Once you are clear on what you are trying to optimize (if this is indeed an optimization problem), then you can consider the best approach to the problem. This could be your own custom-built solution, or you could try an existing technique (genetic algorithm, etc.). Before doing so though it is important that you frame the problem properly.
If there were no preferences involved, this would be a straight min-cut max flow problem. http://en.wikipedia.org/wiki/Maximum_flow_problem, as follows:
Create a source vertex A. From A, create Z vertices, one for each person. The capacity can be infinite (or very, very large). Create a sink B, and create X vertices, one for each game, linked to B; the capacity should be Y (you have Y tickets per game). From each person, link to each game they've ranked, with capacity 1.
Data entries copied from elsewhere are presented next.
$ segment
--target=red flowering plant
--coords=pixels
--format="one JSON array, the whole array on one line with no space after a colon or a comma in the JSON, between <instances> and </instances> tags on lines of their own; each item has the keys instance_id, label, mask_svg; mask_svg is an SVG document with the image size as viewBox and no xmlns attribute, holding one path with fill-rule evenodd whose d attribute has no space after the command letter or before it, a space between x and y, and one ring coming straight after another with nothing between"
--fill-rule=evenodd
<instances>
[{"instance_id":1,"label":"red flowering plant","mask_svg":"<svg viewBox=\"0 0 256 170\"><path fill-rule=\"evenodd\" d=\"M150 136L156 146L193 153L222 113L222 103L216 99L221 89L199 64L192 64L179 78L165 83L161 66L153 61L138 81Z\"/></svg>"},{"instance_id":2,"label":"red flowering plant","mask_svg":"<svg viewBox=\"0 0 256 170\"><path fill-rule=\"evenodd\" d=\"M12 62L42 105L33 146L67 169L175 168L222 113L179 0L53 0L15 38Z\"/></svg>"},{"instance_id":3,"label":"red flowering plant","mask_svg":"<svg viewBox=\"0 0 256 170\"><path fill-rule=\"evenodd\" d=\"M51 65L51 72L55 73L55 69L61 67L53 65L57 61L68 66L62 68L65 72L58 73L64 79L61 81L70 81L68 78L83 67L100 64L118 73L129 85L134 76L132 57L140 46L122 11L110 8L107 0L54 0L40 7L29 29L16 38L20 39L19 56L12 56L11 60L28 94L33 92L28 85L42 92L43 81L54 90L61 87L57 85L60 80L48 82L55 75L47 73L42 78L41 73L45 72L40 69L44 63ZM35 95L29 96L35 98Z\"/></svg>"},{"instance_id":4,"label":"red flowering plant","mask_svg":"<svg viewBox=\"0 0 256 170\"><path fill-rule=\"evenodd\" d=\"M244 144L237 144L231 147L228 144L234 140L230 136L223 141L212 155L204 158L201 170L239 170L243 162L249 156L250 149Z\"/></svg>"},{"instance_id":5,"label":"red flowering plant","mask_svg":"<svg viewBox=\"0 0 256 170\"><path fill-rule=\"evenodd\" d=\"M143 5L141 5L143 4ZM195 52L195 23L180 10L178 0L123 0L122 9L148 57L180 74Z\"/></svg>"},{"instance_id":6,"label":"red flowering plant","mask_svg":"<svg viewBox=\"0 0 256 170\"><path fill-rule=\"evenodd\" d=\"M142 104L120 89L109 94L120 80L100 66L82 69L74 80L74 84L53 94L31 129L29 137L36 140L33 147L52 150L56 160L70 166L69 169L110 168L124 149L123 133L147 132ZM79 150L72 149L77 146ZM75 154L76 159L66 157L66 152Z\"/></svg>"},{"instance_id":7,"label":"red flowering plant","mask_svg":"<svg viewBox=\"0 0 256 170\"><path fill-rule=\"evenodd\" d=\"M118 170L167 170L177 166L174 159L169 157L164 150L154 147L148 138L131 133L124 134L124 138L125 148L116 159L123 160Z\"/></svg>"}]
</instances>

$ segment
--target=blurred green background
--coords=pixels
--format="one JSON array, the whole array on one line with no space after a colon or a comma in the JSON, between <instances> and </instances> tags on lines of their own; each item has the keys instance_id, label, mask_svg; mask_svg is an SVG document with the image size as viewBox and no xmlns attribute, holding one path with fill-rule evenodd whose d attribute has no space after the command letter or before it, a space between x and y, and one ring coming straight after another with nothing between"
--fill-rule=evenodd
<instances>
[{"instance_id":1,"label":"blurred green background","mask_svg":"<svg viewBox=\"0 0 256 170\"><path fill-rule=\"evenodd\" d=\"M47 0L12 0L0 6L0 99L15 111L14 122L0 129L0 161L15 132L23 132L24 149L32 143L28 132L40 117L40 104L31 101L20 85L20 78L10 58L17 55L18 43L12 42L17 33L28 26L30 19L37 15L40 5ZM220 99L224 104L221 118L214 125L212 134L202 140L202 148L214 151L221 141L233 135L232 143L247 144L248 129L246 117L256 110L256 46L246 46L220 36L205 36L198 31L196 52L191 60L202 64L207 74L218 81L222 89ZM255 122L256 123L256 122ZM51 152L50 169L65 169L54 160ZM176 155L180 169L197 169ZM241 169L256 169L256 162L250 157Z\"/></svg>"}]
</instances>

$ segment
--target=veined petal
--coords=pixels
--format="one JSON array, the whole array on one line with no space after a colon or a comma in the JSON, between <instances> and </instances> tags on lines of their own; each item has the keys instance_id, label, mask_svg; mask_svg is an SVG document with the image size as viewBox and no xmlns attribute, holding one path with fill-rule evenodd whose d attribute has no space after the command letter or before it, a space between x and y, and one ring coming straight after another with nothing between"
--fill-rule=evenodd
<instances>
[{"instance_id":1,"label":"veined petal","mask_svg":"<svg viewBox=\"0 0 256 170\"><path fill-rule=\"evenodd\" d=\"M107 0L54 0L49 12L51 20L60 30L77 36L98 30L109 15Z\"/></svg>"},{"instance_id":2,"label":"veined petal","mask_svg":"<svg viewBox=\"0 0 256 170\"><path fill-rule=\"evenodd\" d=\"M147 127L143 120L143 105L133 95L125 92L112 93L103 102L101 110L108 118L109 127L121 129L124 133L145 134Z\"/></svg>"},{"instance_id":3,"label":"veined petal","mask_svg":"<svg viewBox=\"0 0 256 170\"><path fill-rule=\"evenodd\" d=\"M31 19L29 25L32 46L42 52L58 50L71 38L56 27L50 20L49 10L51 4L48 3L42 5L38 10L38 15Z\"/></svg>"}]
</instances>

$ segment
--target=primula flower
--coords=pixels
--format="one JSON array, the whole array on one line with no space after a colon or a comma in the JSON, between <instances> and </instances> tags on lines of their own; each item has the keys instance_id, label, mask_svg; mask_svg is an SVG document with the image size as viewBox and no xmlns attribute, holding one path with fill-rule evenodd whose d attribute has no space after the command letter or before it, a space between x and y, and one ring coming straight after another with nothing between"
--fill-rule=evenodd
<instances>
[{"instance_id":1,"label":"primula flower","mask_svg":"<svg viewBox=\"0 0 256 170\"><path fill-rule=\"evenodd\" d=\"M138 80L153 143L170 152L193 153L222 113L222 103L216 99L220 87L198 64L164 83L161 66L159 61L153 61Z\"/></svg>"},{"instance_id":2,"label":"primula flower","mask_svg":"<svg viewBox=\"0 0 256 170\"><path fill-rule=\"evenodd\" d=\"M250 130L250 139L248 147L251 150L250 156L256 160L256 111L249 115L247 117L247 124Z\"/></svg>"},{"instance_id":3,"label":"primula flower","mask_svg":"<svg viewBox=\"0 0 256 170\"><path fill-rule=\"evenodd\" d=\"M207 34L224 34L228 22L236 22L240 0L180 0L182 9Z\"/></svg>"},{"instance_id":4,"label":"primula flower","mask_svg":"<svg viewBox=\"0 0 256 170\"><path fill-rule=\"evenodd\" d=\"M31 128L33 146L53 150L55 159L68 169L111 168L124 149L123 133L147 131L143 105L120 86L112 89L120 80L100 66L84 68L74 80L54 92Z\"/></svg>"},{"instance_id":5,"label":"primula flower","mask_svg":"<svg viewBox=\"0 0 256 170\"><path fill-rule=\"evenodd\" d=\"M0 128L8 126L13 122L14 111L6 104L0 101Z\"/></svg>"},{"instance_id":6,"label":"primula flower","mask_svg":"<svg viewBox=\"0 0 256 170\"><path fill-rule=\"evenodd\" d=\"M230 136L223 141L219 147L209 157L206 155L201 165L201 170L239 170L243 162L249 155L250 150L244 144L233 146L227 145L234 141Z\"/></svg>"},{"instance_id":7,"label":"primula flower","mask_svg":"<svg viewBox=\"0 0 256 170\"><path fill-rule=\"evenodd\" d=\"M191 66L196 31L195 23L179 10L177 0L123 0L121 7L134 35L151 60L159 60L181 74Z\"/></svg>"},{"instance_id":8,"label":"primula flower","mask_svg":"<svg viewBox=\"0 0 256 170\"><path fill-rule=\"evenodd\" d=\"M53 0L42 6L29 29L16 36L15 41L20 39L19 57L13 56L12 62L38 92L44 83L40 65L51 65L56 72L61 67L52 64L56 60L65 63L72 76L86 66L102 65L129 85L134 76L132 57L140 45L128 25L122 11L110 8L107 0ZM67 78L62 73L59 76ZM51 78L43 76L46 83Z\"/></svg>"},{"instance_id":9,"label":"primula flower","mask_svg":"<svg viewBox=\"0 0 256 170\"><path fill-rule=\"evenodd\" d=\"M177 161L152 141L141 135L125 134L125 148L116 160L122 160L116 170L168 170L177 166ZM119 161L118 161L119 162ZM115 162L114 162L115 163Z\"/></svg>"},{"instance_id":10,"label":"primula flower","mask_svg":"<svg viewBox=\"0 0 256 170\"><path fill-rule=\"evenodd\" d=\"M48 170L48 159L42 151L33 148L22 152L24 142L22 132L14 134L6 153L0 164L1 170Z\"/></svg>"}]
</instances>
If you look at the wiki link above, there are about 10 algorithms to solve this basic problem. Find one you understand and can implement yourself, because you'll need to modify it slightly. I'm not familiar with all of them, but the ones I know about have a step 'pick an edge' or 'pick a path.' You should modify the 'how you pick an edge' logic to take the priority ordering of the games into account. I'm not sure exactly what the ordering should be (you'll probably need to experiment), but if you say the lowest ranked game is 1, the next is 2, up to X, then a score like 'ranking of the edge - number of games the person is already signed up for' might work.
I think this is a variant of the Stable Marriage Problem or the Stable Roommates Problem for which there are known algorithms for solving.